Agriculteurs, vous l’avez déjà forcément remarqué, avec le réchauffement climatique, les moustiques attaquent de plus en plus. Si la majorité provoque des démangeaisons désagréables, d’autres sont à l’origine de maladies potentiellement graves. A l’image du chikungunya transmis par le moustique tigre.

Comme vous passez vos journées et parfois vos débuts de soirée à l’extérieur, vous êtes particulièrement exposés aux piqûres de moustiques. Pour se protéger, la première des mesures à prendre, est de contrer les facteurs favorisant la prolifération des moustiques. Comme les gites larvaires qui ont besoin d’eau :

  • Evacuez l’eau qui s’accumule dans les gouttières ;
  • Vérifiez que les conduits d’eau ne sont pas obstrués ;
  • Débarrassez-vous de tout objet qui pourrait retenir de l’eau dans l’environnement extérieur (pneus usagés, boîtes de conserve, vases, bidons, bâches, gouttières, poubelles à ciel ouvert, brouettes…);
  • Défrichez et nettoyez régulièrement les terrains inoccupés ;
  • Veillez à ce qu’il n’y ait pas de rétention d’eau dans les assiettes sous les pots de fleurs

De manière générale, portez des vêtements couvrant tout le corps, y compris les jambes et les bras ; les vêtements seront de préférence de couleur claire car beaucoup d’espèces de moustiques sont attirées par les couleurs foncées.

Quelle protection individuelle ?

Concernant les répulsifs à appliquer sur les zones de peau découvertes, l’Organisation mondiale de la Santé recommande les produits à base de DEET (diéthyltoluamide), d’IR3535 et d’ircadine.
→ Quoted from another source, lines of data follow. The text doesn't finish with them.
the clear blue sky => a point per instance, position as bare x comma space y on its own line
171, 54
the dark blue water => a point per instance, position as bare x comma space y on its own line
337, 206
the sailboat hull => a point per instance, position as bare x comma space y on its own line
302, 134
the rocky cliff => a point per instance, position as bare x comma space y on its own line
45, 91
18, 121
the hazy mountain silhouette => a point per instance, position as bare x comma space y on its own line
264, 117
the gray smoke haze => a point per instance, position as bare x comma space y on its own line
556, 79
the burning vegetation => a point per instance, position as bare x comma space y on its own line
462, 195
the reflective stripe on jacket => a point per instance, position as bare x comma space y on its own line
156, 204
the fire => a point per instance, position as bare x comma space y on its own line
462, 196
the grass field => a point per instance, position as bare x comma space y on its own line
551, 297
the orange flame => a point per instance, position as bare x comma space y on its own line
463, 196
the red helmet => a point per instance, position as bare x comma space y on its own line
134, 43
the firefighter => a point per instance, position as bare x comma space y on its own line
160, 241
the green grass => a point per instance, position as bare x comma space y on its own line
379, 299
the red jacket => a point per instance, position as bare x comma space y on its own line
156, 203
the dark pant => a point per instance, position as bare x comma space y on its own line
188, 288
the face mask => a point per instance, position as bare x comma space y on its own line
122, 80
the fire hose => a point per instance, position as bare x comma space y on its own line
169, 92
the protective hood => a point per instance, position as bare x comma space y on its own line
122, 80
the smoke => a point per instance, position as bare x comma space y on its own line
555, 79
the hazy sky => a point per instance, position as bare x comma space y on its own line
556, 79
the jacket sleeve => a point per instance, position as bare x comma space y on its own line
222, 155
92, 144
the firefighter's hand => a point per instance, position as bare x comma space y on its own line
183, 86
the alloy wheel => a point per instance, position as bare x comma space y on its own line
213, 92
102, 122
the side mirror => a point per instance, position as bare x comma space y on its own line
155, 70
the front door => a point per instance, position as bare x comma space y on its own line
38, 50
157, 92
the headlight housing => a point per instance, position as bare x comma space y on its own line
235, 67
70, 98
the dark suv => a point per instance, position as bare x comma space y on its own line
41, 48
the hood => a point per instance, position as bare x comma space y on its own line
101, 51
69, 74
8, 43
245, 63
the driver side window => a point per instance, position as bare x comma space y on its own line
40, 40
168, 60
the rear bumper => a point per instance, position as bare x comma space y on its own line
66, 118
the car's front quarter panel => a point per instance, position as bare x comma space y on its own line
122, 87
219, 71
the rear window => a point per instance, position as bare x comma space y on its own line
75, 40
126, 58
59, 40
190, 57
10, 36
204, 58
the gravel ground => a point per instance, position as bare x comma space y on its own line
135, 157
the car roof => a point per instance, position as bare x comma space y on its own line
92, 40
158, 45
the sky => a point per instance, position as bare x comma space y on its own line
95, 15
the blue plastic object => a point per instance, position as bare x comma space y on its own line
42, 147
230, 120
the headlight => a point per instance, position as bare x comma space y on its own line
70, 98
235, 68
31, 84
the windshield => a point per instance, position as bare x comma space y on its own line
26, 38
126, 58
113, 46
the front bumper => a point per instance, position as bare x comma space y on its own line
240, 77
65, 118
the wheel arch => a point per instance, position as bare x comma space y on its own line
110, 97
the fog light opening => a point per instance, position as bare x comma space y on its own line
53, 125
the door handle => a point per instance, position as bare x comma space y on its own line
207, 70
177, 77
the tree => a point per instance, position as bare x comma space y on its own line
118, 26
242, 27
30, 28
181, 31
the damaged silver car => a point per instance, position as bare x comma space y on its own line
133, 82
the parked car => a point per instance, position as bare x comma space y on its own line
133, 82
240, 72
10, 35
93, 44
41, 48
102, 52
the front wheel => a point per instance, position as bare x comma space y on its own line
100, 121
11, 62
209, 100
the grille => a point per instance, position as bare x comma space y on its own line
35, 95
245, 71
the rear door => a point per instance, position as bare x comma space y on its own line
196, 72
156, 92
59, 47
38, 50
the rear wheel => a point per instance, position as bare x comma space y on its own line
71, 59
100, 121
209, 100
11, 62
Leur durée d’action est de 8 à 10 heures mais la transpiration diminue leur action. Dans ce cas, il vous faudra en renouveler l’application plus régulièrement.

Enfin, qu’en est-il des produits anti-moustiques à la mode ? Les méthodes classiques sont les seules efficaces. « Les bracelets anti-insectes ne vous seront d’aucune utilité. Pas plus que les huiles essentielles dont la durée d’efficacité, généralement inférieure à 20 minutes, est insuffisante », indique Santé publique France.